Affaire UBS: le secret bancaire suisse est-il définitivement tombé?

Le Tribunal fédéral suisse a affirmé la semaine dernière que l'administration fiscale française pourrait récupérer les noms des 40.000 clients français potentiellement fraudeurs car détenteurs de comptes dans la banque suisse. Une décision historique qui enterre un peu plus le légendaire secret bancaire de la Confédération helvétique.
UBS va devoir rendre des comptes au fisc français alors que la justice suisse vient de lui donner raison. La Direction Générale des Finances Publiques (DGFiP) réclame en effet depuis des années les noms de 40.000 personnes présumées contribuables en France et soupçonnées de fraude fiscale car détenteurs de comptes dans la banque suisse. Une demande d'assistance approuvée la semaine dernière par le Tribunal fédéral suisse, la plus haute instance judiciaire helvétique.

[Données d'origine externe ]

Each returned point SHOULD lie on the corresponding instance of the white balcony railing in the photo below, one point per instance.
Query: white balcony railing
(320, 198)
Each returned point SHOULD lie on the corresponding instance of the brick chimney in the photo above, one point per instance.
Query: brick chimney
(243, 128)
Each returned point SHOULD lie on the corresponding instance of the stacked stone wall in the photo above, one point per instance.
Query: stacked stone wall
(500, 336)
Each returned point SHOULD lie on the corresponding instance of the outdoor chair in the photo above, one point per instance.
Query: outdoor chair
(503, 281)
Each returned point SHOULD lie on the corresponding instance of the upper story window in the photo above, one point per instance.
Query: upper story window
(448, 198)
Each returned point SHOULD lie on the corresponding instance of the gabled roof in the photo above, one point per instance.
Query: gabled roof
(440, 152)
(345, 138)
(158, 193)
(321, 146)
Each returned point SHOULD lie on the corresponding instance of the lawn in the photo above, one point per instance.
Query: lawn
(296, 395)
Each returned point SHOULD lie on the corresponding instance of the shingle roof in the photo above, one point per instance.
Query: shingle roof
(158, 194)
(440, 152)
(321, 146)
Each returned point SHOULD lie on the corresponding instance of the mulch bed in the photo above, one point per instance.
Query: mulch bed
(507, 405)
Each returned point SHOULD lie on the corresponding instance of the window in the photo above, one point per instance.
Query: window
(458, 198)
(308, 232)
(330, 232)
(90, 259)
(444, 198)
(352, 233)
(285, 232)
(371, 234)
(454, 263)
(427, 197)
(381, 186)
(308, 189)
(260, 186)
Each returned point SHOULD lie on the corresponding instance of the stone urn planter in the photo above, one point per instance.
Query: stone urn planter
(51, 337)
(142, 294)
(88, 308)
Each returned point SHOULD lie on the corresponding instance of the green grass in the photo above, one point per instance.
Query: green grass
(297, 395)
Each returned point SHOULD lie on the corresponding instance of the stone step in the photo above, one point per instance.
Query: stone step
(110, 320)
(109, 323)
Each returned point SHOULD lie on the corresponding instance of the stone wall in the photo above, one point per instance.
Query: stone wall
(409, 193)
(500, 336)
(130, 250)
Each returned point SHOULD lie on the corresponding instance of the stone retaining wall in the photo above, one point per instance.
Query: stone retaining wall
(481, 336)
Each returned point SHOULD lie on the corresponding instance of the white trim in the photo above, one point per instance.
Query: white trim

S’il n’est pas illégal d’ouvrir un compte en Suisse, il est obligatoire de le déclarer au fisc. Or, "une partie des détenteurs" de ces 40.000 comptes abritant pas moins de 10 milliards d’euros d'actifs manqueraient à leurs obligations fiscales, selon le Tribunal fédéral. De quoi penser que des centaines de millions, voire quelques milliards, d’euros de recettes fiscales potentielles pourraient échapper à l’État français.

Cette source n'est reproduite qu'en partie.